One day my friend came to school with like, 10 rolls of Scotch tape. I'm still not sure why. Anyway, we wanted to see how strong Scotch tape is (tell me you've never wondered about this). So, we preformed experiments using the tape, a series of increasing weights and the convenient bars on the windows.
Our first weight was the empty plastic garbage can from our class. It was full, but we took care of that.
We attached the tape to the garbage can and pushed it out the window. We slowly unspooled the tape until the can was a nice height above the parking lot, and then wrapped it a few time around one of the metal bars and cut it.
It held.
We left it there for a few days, to see if there was any fatigue in the tape. There was none.
We then proceeded more quickly. We tried a full garbage can (that upended on the way down, too bad) and quickly arrived at chairs.
We decided that those heavy metal chairs with the plastic seats and backs were the limit, so we started hanging out as many as we could.
From outside the building it looked pretty cool. Six or seven chairs suspended at random heights, supported, apparently, by nothing (the scotch tape was clear).
One of the staff would come periodically to the classroom and tells us to take them down, and we did, but put them back promptly enough.
And then, one fateful day one of tape strands broke and the chair plummeted to the ground.
That chair was hanging fairly low, just outside the teachers' lounge window on the first floor, so it only fell like 5 feet. But it landed on the hood of the principal's car.
No actual damage to the car, just some scratched paint, but we got into a hell of a lot of trouble. Also, one guy almost fell out the window laughing.
Back on topic now.
Anyway, one of the most important things I got from school was not a thirst for knowledge and a willingness to learn (I got that from Popular Science, Popular Mechanics, Scientific American, Wired, Discover Magazine and the like) but a high school degree. This meant I could go to university.
And that meant that I could learn all kinds of cool stuff and important life skills.
Like, for example, this week I learned about port mapping, SVN, proxies and VPNs
See, the public wifi broadcast by the university blocks most ports, and they only open the ones they think about.

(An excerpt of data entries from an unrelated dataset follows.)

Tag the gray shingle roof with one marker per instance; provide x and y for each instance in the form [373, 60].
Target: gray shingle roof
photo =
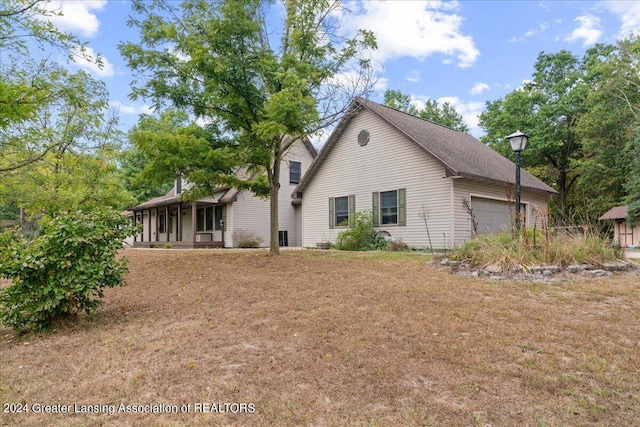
[460, 154]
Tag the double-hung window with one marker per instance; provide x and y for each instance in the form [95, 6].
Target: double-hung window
[341, 211]
[162, 222]
[390, 207]
[295, 172]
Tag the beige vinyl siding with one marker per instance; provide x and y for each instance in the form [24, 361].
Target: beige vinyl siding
[388, 162]
[289, 216]
[465, 189]
[187, 229]
[253, 214]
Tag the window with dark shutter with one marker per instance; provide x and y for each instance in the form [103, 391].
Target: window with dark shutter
[295, 170]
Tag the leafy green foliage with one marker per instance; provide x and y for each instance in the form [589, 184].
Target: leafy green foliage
[66, 152]
[25, 28]
[633, 185]
[62, 271]
[216, 61]
[581, 115]
[361, 236]
[510, 251]
[444, 114]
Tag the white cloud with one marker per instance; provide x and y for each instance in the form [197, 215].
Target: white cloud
[629, 15]
[77, 16]
[130, 109]
[470, 112]
[589, 30]
[413, 76]
[87, 64]
[541, 29]
[479, 88]
[416, 29]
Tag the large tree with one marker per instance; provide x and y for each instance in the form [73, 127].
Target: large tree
[608, 128]
[444, 114]
[77, 140]
[26, 32]
[257, 81]
[548, 108]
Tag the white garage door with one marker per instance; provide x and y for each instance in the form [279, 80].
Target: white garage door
[492, 216]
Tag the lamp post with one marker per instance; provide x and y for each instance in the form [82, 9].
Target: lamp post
[518, 141]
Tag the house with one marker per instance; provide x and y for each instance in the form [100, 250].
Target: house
[221, 219]
[624, 235]
[413, 175]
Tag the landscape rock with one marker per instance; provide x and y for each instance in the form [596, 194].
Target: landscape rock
[492, 269]
[596, 273]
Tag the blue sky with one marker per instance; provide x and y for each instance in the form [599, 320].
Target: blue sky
[462, 52]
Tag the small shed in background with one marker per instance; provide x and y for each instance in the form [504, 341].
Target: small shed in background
[624, 235]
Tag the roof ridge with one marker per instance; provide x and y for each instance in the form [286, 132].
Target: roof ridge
[412, 115]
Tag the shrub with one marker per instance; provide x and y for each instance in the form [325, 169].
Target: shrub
[361, 236]
[63, 270]
[246, 239]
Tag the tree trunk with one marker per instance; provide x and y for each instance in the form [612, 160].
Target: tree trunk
[274, 188]
[274, 245]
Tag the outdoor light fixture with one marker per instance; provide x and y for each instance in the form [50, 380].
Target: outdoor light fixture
[518, 141]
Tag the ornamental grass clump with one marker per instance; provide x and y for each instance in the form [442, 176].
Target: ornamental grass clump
[361, 236]
[62, 271]
[511, 251]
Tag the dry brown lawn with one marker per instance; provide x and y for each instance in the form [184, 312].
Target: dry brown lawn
[326, 338]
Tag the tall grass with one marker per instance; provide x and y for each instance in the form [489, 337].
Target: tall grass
[511, 251]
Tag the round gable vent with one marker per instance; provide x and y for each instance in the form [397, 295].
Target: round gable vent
[363, 137]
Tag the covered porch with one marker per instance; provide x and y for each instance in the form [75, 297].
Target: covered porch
[177, 224]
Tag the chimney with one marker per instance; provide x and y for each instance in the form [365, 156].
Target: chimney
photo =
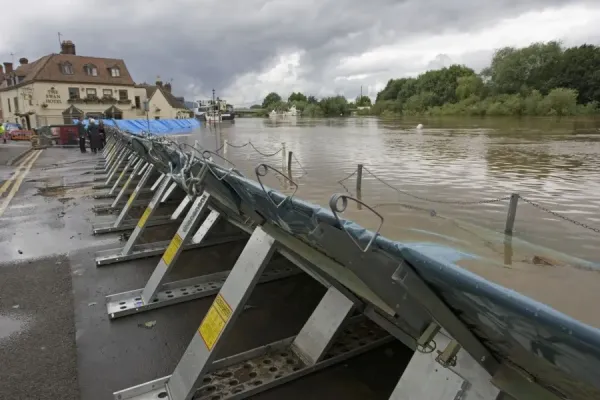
[67, 47]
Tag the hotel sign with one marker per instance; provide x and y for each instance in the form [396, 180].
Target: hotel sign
[53, 97]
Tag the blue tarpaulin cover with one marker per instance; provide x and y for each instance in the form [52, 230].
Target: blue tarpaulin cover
[154, 126]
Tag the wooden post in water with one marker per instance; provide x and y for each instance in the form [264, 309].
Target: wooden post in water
[512, 213]
[290, 155]
[359, 185]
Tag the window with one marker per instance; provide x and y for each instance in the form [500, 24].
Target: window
[67, 68]
[90, 69]
[73, 93]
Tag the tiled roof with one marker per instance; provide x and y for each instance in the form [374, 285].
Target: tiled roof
[48, 68]
[172, 100]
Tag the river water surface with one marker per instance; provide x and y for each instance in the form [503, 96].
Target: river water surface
[553, 163]
[441, 184]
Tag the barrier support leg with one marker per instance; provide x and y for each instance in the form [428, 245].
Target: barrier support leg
[321, 328]
[133, 174]
[221, 316]
[119, 224]
[157, 294]
[119, 162]
[121, 149]
[135, 161]
[143, 221]
[171, 255]
[246, 374]
[447, 374]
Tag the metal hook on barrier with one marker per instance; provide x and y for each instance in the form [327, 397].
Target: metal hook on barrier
[208, 164]
[335, 209]
[261, 170]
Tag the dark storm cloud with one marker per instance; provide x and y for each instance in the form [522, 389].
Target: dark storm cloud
[209, 43]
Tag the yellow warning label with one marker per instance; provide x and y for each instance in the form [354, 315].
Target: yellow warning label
[144, 217]
[222, 307]
[213, 323]
[172, 249]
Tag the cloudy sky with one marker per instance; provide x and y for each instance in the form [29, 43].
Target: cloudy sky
[247, 48]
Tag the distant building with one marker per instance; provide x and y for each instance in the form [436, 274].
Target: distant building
[58, 88]
[163, 104]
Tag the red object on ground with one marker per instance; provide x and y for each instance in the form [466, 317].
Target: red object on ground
[67, 135]
[20, 135]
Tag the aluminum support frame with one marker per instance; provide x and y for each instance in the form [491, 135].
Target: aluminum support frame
[442, 370]
[254, 371]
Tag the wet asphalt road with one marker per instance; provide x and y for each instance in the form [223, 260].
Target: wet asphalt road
[64, 346]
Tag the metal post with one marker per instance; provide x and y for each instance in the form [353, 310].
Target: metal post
[283, 155]
[132, 160]
[318, 332]
[448, 374]
[171, 254]
[359, 185]
[512, 213]
[142, 223]
[120, 161]
[221, 316]
[132, 197]
[126, 185]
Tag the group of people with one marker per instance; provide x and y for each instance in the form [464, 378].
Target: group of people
[96, 134]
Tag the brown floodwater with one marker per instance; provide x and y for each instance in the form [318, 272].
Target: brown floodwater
[437, 185]
[554, 163]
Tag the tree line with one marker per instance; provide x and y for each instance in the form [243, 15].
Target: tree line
[541, 79]
[310, 106]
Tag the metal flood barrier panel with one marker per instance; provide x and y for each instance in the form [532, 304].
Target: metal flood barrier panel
[489, 340]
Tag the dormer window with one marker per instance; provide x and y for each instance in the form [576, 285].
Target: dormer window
[66, 68]
[90, 70]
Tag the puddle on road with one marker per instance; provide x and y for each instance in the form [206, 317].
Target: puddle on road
[10, 326]
[73, 190]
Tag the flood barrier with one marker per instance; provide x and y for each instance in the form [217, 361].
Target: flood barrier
[471, 337]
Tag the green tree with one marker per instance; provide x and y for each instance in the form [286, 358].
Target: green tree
[364, 101]
[467, 86]
[580, 70]
[270, 99]
[560, 102]
[296, 97]
[533, 67]
[335, 106]
[312, 110]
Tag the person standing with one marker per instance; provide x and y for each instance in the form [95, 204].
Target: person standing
[94, 135]
[82, 134]
[102, 134]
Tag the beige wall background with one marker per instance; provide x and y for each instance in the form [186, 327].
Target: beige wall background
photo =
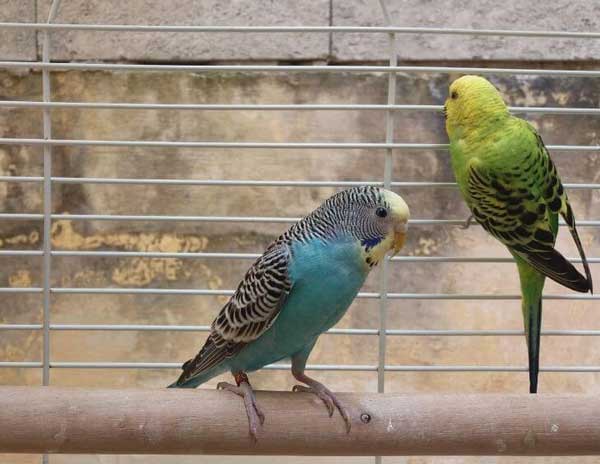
[281, 126]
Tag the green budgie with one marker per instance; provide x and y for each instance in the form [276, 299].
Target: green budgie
[299, 288]
[513, 190]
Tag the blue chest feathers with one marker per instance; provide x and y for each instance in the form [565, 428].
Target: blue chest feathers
[325, 279]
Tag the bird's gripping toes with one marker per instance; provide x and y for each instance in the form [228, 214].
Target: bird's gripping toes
[299, 288]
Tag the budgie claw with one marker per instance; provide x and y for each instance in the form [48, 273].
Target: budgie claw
[326, 399]
[468, 222]
[326, 395]
[256, 418]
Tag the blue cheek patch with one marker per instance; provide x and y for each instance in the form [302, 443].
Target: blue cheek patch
[369, 243]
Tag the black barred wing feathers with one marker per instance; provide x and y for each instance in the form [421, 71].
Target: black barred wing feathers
[248, 314]
[519, 205]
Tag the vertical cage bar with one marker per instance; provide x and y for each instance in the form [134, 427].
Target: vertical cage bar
[47, 200]
[387, 181]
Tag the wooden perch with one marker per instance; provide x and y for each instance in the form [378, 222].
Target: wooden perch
[69, 420]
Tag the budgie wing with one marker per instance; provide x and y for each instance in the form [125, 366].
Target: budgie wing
[248, 314]
[519, 206]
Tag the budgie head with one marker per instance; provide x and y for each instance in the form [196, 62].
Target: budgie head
[376, 218]
[473, 102]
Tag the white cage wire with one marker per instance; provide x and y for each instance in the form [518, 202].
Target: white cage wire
[389, 145]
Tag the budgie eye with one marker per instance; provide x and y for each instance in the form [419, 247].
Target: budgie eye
[381, 212]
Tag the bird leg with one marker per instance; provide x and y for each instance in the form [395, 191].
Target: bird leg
[326, 395]
[256, 417]
[468, 222]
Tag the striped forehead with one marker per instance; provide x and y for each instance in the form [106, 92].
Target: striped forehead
[363, 196]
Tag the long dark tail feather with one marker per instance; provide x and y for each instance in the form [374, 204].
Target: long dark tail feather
[554, 265]
[533, 345]
[570, 220]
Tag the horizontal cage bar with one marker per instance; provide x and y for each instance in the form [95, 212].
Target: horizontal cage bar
[274, 145]
[208, 255]
[253, 183]
[334, 331]
[277, 107]
[297, 68]
[298, 29]
[316, 367]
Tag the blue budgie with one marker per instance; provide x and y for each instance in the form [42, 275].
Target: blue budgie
[299, 288]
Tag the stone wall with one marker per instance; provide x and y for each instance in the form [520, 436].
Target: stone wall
[313, 164]
[560, 15]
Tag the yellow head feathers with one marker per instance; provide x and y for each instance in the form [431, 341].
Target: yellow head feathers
[397, 225]
[472, 103]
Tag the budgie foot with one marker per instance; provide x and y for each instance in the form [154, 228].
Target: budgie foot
[326, 395]
[467, 222]
[256, 417]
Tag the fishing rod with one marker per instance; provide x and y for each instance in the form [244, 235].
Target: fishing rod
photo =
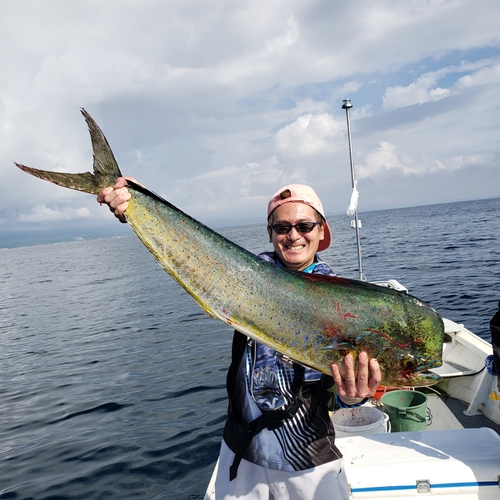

So torrents is (of course) blocked, but that doesn't bother me too much.
What bothers me is that IRC clients are blocked. Therefore I had a real incentive to learn about this stuff and fix the problem.
So, I would like to thank the school system. If it weren't for them I would never have tried to hack a network.
Also, if my principal is reading this, I'm sorry about your car, but it's your fault for instilling curiosity about the natural world by making the classes so boring.